Participatory Media and its Impact on Reputation Management

By Toivo Mvula

Participatory media has changed the way people are communicating. Communication has and is increasingly becoming more public as people share their thoughts and conversations online.


Participatory media includes weblogs, social networking sites, microblogging sites, email services, SMS (short message services, podcasts, videoblogs (or vlogs), among others.

Some of these conversations revolve around brands and are therefore having an impact on organisation and brand reputations.

People are sharing information on sites such as Twitter, Facebook and MySpace, and expressing their opinions on organisations and their products and services. What they say, ultimately has an impact on the reputation of organisations considering the fact that people tend to listen and act on what their peers tell them.

Katz and Lazerfield (Fawkes in Theaker, 2006: 28) argue that people are more easily influenced by the people they know or trust, such as friends and family.

Journalists are also increasingly using participatory media as a source of news for the mainstream media.

If such negative information leaks into mainstream media as is often the case, it could even have much disastrous effects for organisations or anyone who has a reputation to uphold.

It is therefore important that public relations practitioners embrace the new media rather than viewing it as a threat.

Weaver-Lariscy et al’s (2009) research on how organisations are monitoring public opinion in cyberspace revealed a ‘large gap in the use [of participatory media] and perceived importance between practitioners and a slow awakening among even non-user reticent to adopt as they realise its potential value’.

Lariscy, Avery, & Sohn (2007) in Weaver-Lariscy et al (2009) states that ‘given the unrestrained voice social media grant publics, practitioners will face mounting pressure to monitor their organization’s presence online to keep their fingers on the pulse of public opinion and engage in “virtual environmental spanning”. Just as practitioners can’t ignore activist voices that may reach the tipping point, social media demand a new form of surveillance and monitoring on behalf of organizations, particularly given that tools such as blogs may be a vital source of information for journalists.’

A survey conducted last year by the Public Relations Society of America (PRSA) found that ‘mastering social media skills’ was one of the top three issues for public relations practitioners for the next two years.

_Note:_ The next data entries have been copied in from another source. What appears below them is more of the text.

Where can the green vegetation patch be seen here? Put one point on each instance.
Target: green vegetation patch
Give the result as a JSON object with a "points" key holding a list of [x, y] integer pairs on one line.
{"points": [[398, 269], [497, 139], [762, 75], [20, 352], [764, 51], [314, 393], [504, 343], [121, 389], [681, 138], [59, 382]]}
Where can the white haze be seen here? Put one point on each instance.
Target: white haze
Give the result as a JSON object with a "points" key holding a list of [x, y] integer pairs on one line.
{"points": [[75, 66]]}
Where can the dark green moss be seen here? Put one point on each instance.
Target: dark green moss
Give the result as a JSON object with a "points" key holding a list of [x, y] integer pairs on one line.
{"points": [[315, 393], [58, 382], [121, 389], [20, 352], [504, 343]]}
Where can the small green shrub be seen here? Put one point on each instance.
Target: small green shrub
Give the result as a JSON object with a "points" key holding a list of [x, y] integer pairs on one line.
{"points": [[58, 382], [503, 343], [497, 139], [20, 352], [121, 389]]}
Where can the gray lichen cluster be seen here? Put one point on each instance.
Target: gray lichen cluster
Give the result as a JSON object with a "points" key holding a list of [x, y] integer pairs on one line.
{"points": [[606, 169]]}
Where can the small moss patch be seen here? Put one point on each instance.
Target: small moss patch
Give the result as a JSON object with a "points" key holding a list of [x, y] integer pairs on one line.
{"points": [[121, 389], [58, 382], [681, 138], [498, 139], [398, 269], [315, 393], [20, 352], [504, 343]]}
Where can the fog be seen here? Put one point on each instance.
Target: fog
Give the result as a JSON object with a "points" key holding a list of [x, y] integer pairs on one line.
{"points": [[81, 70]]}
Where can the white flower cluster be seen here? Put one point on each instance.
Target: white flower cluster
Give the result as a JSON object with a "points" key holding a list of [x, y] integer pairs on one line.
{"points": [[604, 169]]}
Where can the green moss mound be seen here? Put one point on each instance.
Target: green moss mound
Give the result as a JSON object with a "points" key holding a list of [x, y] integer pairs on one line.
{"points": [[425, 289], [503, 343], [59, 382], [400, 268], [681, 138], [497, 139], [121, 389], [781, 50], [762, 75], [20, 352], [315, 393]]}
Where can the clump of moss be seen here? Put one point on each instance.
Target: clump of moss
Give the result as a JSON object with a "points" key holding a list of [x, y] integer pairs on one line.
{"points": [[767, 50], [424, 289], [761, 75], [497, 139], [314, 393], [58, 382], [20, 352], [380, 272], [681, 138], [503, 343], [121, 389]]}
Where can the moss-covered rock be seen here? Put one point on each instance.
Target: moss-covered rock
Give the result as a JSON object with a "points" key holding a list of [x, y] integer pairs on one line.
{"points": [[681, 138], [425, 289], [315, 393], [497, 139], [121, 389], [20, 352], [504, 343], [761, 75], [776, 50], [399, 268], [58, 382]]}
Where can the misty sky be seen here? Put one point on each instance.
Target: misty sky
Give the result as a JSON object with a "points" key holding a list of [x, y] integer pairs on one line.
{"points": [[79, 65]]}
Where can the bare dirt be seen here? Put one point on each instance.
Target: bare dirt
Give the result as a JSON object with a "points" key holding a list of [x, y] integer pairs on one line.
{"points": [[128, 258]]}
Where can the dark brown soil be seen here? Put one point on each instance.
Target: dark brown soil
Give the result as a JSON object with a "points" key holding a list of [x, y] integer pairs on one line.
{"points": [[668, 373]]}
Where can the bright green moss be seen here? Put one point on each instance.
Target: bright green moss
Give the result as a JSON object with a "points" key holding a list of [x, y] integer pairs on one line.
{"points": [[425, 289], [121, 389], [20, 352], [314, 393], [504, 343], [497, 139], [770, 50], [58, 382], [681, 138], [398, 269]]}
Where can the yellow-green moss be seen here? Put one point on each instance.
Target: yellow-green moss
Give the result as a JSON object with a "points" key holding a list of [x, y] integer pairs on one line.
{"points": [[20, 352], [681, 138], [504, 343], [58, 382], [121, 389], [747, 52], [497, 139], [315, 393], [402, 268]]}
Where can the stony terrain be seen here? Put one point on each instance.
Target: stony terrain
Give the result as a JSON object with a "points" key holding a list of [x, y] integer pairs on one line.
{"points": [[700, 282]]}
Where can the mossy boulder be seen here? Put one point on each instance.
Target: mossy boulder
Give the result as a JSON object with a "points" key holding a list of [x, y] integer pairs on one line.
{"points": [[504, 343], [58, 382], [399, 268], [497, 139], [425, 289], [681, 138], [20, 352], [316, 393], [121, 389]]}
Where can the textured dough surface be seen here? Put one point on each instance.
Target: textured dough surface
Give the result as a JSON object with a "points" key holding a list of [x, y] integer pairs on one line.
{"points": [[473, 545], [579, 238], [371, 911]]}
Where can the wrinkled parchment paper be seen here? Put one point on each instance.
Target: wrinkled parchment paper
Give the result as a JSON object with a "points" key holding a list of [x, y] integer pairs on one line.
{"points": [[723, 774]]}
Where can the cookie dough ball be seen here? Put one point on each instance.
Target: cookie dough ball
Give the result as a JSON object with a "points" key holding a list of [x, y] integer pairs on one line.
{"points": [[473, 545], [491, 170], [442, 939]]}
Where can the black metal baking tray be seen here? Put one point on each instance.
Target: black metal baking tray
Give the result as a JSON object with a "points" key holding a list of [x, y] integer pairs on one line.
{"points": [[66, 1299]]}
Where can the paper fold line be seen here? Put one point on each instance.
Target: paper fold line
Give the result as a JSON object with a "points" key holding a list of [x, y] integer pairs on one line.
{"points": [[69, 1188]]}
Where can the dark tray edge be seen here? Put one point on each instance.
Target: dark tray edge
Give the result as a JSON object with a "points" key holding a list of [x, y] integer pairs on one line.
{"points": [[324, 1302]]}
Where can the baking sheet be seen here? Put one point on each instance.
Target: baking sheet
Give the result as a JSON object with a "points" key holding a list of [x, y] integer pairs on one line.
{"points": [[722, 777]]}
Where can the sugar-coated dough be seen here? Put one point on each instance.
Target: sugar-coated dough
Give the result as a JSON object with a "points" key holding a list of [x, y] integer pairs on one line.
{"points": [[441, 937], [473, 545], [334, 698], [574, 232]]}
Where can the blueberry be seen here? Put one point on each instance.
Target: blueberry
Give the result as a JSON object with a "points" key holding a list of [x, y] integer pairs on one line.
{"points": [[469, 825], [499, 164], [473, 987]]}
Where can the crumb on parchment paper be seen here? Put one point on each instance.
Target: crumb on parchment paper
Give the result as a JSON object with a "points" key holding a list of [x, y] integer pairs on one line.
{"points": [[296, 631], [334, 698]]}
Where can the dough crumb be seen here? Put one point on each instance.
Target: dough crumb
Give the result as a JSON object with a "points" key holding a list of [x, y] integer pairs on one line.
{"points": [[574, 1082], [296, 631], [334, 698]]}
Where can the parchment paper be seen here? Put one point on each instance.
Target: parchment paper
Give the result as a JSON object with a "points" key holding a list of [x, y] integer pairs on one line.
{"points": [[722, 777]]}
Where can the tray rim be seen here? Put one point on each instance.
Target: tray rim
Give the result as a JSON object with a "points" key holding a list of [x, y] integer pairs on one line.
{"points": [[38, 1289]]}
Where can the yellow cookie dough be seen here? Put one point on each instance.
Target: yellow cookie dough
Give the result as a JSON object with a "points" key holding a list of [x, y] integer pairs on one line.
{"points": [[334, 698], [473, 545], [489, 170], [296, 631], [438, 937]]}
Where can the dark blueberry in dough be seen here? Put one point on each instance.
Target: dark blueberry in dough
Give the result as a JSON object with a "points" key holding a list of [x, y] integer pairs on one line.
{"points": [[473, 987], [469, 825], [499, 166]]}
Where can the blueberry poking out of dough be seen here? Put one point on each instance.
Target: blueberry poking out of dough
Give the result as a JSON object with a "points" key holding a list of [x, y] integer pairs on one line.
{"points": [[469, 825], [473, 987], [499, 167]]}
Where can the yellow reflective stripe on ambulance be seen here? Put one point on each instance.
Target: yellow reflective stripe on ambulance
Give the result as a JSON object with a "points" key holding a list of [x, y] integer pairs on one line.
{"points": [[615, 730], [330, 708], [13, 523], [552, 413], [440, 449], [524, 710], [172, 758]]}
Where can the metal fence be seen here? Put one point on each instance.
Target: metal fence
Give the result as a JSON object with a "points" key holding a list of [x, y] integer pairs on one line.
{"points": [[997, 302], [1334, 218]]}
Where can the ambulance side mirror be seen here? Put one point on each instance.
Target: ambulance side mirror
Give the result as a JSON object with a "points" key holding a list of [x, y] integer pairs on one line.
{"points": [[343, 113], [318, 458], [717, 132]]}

All the more so for a call for the subject ‘Digital Media’, ‘New Media’ or whatever you want to call it, to be made compulsory for all public relations students.

1 comment:

  1. According to a survey carried out by Cision (http://uk.cision.com/) and Don Bates of the George Washington University, the 89% of journalists turn to blogs for story research, 65% to social networking sites such as Facebook, 61% to Wikipedia and 52% to microblogging services such as Twitter. All these data show us that it is very important for a company to be aware of what the people tell about them in Internet, because bad opinions could serve to produce a news to a journalist in few minutes.

    Moreover, like the cite of Katz and Lazerfield says, people is more influenciable for other people more than for newspapers, adverstiments, etc. New technologies are an important tool because people can share their opinion about products or companies in few seconds, and this action could damage or destroy the reputation of them.

    For that reason is important that the new PR practitioners use these media to know what people think about their clients and try to change it.